One topic that I’ve tried to include in this course a couple of times, without success, is security. I feel irresponsible not saying something about how to share safely, but I’ve never found something that (a) would fit into one hour, (b) wasn’t platitudes, and (c) gave listeners something they could act on.
One reviewer suggested talking about public/private key pairs (to help people set up SSH), signing things digitally, and the like. I’m leery of going down that road, though, since it could easily leave people with a misplaced faith in technical solutions to security problems. As always, suggestions would be welcome…

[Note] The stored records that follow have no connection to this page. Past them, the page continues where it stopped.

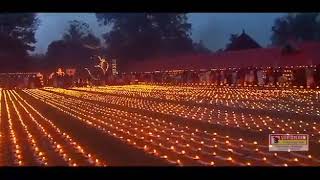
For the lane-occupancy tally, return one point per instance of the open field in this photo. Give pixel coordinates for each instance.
(156, 126)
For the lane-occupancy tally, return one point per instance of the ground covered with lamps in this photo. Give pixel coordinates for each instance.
(154, 125)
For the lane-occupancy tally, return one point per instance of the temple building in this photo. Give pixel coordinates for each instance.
(244, 41)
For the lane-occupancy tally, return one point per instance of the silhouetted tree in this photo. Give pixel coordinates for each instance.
(17, 37)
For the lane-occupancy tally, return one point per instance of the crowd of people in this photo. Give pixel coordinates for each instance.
(306, 76)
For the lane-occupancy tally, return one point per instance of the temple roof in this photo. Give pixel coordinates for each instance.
(307, 54)
(244, 41)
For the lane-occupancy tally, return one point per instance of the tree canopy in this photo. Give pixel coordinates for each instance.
(17, 38)
(299, 26)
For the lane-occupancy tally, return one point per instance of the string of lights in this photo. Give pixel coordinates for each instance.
(156, 140)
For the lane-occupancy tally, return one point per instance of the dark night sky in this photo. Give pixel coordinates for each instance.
(213, 28)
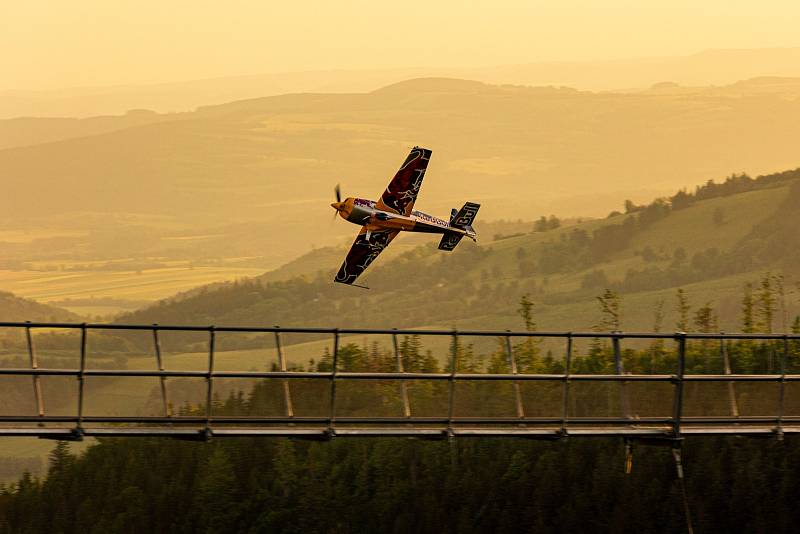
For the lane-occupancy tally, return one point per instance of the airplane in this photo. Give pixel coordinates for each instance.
(381, 221)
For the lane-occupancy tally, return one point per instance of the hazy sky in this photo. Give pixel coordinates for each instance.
(60, 43)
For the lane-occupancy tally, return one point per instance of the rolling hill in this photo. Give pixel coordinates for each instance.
(710, 242)
(15, 309)
(709, 67)
(268, 164)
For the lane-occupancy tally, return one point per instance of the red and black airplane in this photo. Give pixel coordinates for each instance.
(381, 221)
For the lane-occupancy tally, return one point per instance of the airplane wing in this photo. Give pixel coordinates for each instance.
(402, 191)
(363, 251)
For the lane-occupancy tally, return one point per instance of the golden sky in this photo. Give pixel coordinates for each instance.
(59, 43)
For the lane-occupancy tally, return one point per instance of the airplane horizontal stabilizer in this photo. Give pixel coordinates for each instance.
(450, 240)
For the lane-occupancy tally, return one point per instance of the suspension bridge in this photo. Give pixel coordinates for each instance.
(342, 402)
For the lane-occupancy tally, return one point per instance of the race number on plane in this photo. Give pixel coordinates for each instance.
(381, 221)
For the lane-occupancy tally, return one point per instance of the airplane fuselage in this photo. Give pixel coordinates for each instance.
(363, 212)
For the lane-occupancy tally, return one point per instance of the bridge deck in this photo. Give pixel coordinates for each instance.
(346, 402)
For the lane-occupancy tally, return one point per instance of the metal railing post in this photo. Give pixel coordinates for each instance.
(287, 394)
(34, 362)
(452, 384)
(677, 405)
(726, 363)
(400, 369)
(163, 379)
(620, 370)
(512, 362)
(210, 380)
(334, 372)
(782, 387)
(565, 386)
(81, 380)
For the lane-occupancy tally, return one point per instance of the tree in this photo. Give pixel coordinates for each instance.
(705, 319)
(748, 305)
(610, 311)
(718, 217)
(682, 307)
(766, 300)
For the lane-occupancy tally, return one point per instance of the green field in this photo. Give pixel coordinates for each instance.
(146, 285)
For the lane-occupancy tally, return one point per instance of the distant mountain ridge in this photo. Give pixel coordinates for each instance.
(702, 242)
(716, 66)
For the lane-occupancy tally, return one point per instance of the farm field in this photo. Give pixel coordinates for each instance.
(146, 285)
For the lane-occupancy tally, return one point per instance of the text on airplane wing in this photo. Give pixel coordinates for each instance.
(364, 250)
(402, 191)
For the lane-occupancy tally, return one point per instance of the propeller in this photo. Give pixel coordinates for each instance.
(337, 191)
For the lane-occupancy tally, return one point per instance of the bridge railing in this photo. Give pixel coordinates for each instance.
(532, 384)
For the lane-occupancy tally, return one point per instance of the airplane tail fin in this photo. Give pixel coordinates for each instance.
(465, 215)
(461, 219)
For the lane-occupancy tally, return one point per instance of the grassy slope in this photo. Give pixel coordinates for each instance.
(561, 302)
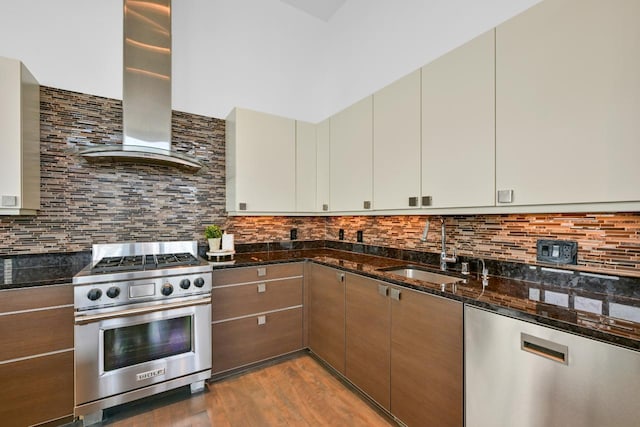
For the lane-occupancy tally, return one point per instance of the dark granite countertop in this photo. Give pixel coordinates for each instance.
(606, 309)
(21, 271)
(591, 307)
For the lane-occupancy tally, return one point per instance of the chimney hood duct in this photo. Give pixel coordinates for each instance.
(146, 95)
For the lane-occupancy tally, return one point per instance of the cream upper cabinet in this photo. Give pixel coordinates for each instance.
(306, 169)
(260, 161)
(567, 103)
(19, 139)
(351, 157)
(323, 168)
(396, 144)
(458, 126)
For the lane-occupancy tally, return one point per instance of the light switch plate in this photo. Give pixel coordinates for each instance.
(9, 201)
(557, 251)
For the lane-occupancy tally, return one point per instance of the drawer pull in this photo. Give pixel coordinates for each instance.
(383, 290)
(544, 348)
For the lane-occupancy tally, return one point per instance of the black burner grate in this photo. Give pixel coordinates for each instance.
(143, 262)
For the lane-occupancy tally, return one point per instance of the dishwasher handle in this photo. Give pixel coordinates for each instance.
(544, 348)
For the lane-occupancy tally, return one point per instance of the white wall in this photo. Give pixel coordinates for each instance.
(258, 54)
(377, 42)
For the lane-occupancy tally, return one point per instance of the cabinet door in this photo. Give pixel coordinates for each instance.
(368, 324)
(252, 339)
(20, 136)
(323, 166)
(352, 157)
(426, 359)
(396, 144)
(306, 169)
(567, 102)
(261, 156)
(458, 126)
(36, 355)
(326, 315)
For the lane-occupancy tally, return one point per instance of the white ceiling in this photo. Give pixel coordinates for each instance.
(321, 9)
(265, 55)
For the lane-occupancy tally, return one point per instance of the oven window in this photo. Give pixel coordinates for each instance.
(130, 345)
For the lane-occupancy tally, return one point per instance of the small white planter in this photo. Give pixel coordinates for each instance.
(214, 244)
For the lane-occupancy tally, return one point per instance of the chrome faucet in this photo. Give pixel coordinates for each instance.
(485, 273)
(425, 232)
(444, 259)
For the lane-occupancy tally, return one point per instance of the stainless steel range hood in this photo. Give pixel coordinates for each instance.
(146, 96)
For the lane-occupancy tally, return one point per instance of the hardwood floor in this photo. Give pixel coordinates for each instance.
(295, 392)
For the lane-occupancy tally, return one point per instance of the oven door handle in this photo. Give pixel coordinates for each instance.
(92, 318)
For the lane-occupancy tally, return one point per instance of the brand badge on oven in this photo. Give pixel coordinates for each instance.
(150, 374)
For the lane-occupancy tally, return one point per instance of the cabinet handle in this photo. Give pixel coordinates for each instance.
(505, 196)
(544, 348)
(383, 290)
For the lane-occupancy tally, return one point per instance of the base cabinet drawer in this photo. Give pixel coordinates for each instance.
(37, 390)
(229, 276)
(251, 339)
(241, 300)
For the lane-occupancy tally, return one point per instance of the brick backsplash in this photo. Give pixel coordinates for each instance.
(85, 203)
(607, 242)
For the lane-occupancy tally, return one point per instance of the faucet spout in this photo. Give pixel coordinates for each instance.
(444, 259)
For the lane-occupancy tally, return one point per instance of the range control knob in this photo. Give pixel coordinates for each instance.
(113, 292)
(167, 289)
(94, 294)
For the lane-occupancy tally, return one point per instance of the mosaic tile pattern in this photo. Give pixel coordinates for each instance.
(261, 229)
(85, 203)
(606, 242)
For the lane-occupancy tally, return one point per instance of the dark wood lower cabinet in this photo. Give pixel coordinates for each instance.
(37, 390)
(36, 355)
(326, 315)
(368, 325)
(244, 341)
(426, 360)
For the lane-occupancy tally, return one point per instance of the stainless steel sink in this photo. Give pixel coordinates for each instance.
(418, 273)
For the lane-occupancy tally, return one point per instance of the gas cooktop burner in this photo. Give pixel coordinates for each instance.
(143, 262)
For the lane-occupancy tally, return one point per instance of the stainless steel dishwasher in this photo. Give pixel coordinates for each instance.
(519, 374)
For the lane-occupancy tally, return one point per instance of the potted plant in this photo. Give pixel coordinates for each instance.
(213, 234)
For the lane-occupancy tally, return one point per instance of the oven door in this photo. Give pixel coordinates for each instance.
(121, 350)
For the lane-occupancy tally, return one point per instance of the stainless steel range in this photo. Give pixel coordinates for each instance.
(142, 324)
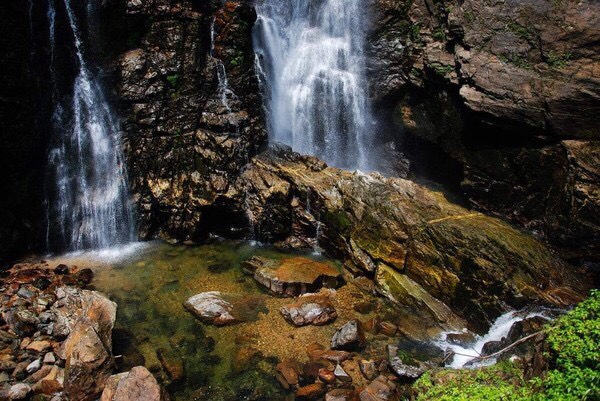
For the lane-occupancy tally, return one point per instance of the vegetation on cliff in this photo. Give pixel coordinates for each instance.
(574, 361)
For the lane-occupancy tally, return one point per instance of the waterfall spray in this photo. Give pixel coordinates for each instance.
(314, 78)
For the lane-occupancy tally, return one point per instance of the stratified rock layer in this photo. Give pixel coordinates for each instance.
(421, 249)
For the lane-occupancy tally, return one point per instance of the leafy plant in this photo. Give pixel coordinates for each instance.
(574, 342)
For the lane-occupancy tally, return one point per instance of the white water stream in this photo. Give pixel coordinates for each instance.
(312, 66)
(90, 206)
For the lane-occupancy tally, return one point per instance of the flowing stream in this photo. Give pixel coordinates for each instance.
(311, 65)
(88, 205)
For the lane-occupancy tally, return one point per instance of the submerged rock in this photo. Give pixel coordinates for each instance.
(135, 385)
(349, 337)
(315, 309)
(222, 309)
(293, 276)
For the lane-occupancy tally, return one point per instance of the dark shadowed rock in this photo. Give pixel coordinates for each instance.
(315, 309)
(293, 276)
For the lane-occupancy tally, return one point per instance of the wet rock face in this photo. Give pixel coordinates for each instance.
(191, 108)
(293, 276)
(506, 90)
(315, 309)
(437, 258)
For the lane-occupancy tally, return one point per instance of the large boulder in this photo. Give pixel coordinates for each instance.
(188, 136)
(424, 248)
(136, 385)
(222, 309)
(293, 276)
(315, 309)
(500, 95)
(349, 337)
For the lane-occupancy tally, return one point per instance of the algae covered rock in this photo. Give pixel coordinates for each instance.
(419, 246)
(315, 309)
(221, 309)
(293, 276)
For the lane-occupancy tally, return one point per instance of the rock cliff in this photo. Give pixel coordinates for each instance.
(507, 90)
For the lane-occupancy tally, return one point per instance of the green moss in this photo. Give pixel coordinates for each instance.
(574, 357)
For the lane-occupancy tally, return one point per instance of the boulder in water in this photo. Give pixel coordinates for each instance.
(293, 276)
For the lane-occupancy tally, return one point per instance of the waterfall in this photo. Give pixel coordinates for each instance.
(89, 205)
(314, 78)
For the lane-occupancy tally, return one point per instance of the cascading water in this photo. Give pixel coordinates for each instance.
(311, 56)
(89, 205)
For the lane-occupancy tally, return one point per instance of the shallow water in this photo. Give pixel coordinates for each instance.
(229, 363)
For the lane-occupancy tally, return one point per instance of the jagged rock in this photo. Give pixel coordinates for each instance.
(311, 391)
(495, 87)
(427, 250)
(222, 309)
(326, 376)
(400, 369)
(89, 318)
(368, 369)
(293, 276)
(340, 394)
(315, 309)
(171, 363)
(19, 391)
(288, 373)
(188, 143)
(380, 389)
(136, 385)
(349, 337)
(517, 331)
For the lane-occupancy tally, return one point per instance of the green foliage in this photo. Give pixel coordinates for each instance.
(557, 60)
(575, 351)
(574, 342)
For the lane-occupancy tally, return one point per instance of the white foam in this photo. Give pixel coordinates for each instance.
(500, 329)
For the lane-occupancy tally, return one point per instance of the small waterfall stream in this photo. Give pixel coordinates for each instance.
(311, 56)
(89, 205)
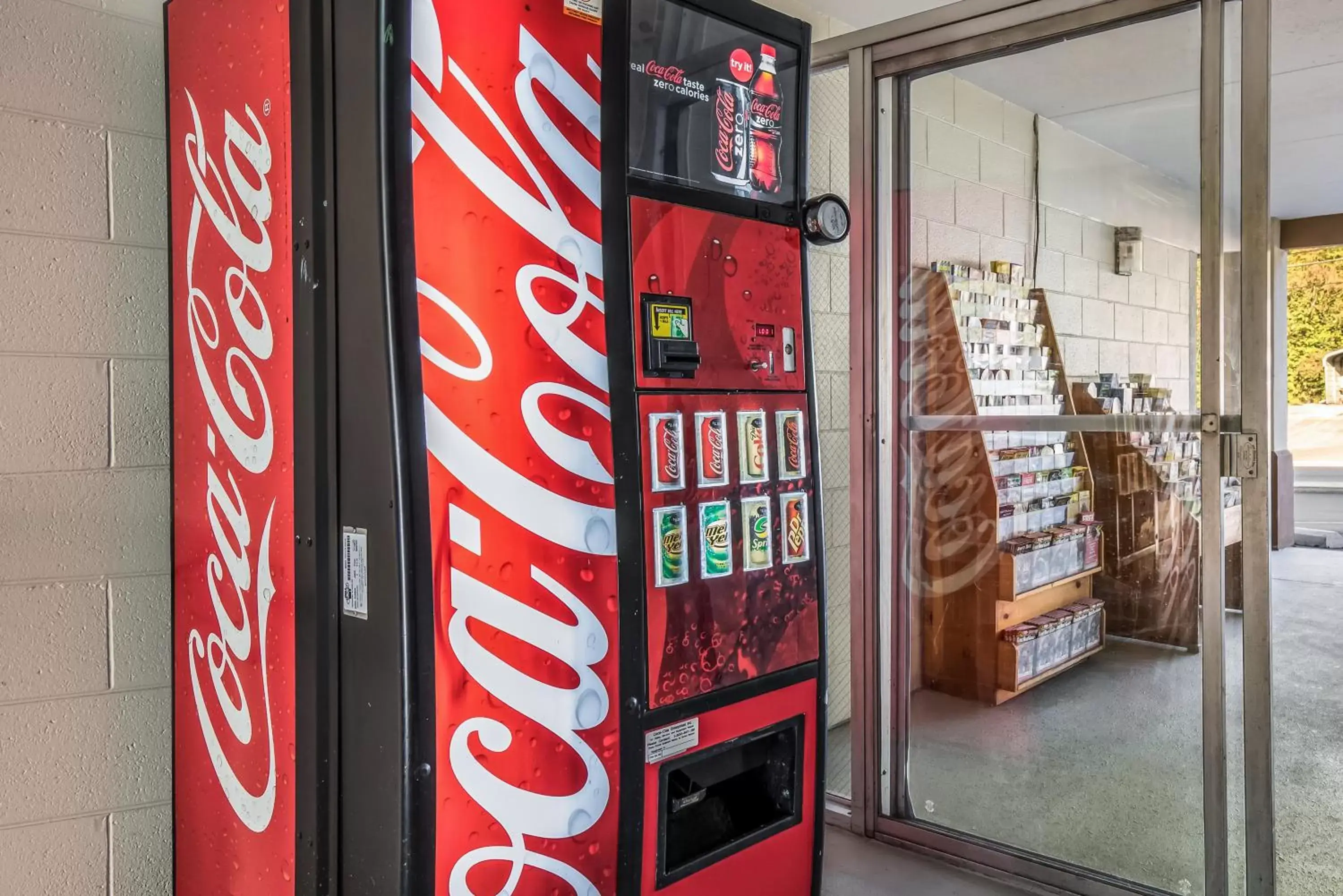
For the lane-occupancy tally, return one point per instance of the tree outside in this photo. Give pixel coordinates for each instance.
(1314, 320)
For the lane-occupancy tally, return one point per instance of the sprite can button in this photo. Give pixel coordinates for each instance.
(759, 554)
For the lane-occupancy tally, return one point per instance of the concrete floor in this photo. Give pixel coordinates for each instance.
(857, 867)
(1103, 766)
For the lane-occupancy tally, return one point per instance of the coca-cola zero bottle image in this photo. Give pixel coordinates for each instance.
(766, 125)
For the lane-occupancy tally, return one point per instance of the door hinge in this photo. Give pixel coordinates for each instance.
(1240, 456)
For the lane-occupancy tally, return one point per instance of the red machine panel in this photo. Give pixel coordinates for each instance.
(744, 281)
(508, 242)
(779, 866)
(728, 522)
(233, 374)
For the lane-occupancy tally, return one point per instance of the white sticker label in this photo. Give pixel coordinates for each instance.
(355, 573)
(585, 10)
(673, 741)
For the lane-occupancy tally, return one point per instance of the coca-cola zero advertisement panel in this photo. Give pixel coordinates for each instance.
(233, 364)
(712, 105)
(508, 239)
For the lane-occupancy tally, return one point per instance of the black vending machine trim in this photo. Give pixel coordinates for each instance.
(664, 876)
(316, 543)
(386, 663)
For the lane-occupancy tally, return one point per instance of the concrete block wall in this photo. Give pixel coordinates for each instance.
(973, 202)
(85, 781)
(828, 171)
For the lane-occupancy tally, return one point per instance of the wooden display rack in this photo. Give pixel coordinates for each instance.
(1151, 581)
(962, 581)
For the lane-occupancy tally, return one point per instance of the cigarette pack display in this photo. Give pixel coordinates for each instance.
(1047, 643)
(1025, 637)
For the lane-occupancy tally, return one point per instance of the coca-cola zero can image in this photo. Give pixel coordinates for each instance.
(755, 527)
(715, 541)
(669, 547)
(797, 539)
(751, 446)
(667, 452)
(711, 433)
(731, 148)
(793, 457)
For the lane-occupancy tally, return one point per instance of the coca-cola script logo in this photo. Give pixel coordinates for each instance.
(672, 448)
(793, 445)
(715, 463)
(726, 109)
(496, 503)
(763, 111)
(671, 74)
(234, 653)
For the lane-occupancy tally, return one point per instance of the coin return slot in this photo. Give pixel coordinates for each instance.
(722, 800)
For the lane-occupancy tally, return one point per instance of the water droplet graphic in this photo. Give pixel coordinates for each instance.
(590, 710)
(579, 821)
(597, 535)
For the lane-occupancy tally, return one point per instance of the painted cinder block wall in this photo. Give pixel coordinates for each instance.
(971, 198)
(85, 778)
(85, 753)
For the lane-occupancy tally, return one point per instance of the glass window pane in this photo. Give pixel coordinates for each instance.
(1052, 578)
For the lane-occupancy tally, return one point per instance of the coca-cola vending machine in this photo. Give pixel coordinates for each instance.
(496, 508)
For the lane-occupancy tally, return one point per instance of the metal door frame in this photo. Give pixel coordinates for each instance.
(973, 29)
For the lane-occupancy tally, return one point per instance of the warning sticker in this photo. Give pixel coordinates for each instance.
(673, 741)
(671, 321)
(355, 573)
(585, 10)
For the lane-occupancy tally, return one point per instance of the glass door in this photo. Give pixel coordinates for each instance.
(1045, 230)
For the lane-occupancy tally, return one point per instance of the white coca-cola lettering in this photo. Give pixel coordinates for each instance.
(766, 112)
(727, 113)
(794, 445)
(715, 461)
(511, 494)
(225, 499)
(672, 452)
(668, 73)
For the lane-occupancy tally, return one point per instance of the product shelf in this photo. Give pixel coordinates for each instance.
(969, 593)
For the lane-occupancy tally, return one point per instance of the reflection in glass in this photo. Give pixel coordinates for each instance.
(1053, 576)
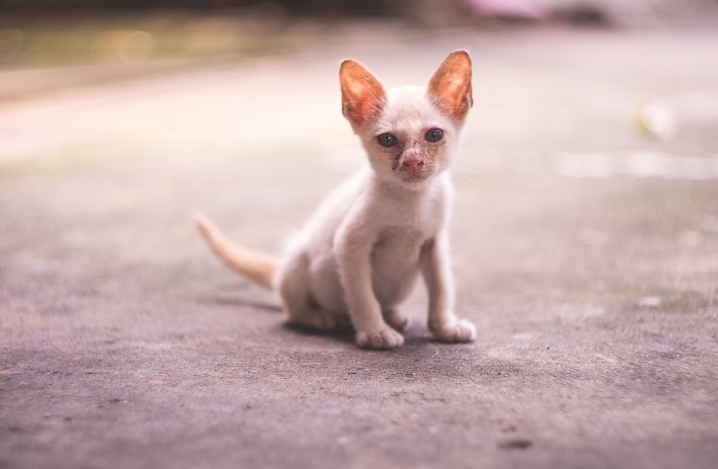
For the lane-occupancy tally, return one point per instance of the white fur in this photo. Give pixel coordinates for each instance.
(360, 254)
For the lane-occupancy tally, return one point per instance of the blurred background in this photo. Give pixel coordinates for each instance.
(584, 235)
(118, 118)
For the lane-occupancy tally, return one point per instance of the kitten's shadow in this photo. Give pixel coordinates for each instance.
(345, 334)
(413, 336)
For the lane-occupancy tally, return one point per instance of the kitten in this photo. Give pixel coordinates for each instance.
(360, 254)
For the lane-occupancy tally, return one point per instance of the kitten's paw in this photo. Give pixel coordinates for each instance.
(460, 331)
(396, 319)
(383, 339)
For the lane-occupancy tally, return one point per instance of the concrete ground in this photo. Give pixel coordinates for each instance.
(124, 343)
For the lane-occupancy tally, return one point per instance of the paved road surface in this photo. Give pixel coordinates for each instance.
(124, 343)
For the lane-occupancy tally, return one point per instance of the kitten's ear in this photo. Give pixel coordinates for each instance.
(362, 94)
(450, 87)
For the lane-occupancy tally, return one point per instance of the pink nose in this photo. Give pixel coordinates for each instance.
(413, 162)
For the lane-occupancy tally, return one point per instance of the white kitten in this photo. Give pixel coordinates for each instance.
(361, 252)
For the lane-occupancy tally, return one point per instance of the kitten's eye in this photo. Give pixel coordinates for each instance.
(387, 140)
(434, 135)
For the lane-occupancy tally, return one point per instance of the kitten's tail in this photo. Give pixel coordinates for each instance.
(251, 264)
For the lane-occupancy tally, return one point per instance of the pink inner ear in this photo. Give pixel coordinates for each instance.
(451, 85)
(362, 94)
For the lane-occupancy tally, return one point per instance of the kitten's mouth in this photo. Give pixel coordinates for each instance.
(410, 177)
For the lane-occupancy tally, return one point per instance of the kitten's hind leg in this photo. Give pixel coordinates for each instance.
(396, 318)
(297, 299)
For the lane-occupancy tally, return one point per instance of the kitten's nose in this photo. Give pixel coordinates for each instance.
(413, 162)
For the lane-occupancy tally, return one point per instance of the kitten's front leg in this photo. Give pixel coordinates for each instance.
(443, 323)
(353, 246)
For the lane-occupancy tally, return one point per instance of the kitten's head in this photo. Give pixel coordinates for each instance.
(410, 134)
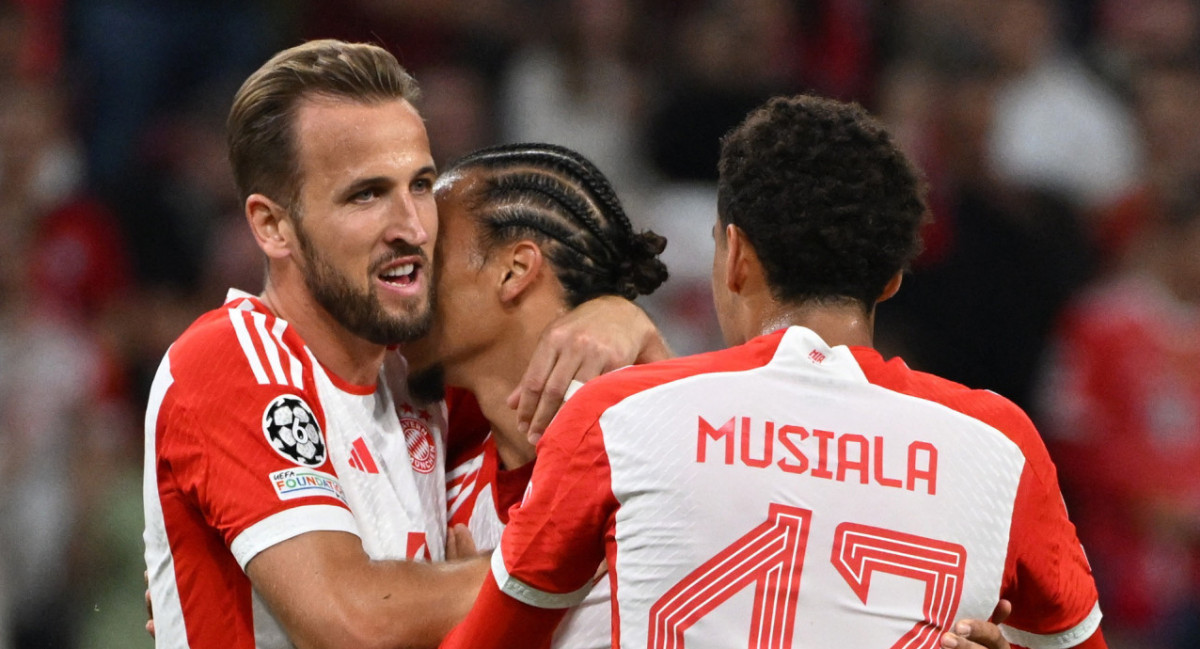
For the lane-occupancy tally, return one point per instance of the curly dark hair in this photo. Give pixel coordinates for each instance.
(561, 199)
(829, 204)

Jon Pipitone has a good description on his blog of work the grad students in our department are doing to translate work in climate change into software engineering terms. Their first step is to represent the ideas in MacKay’s excellent Sustainable Energy Without the Hot Air in two of the graphical notations that computer scientists use for system design. I was initially very skeptical, but looking at their work so far, I’m quite impressed. My question is, would it be useful for scientists to know how to do this themselves? More specifically, is the lecture on data modeling that I’ve planned to include in Version 4.0 worthwhile or not?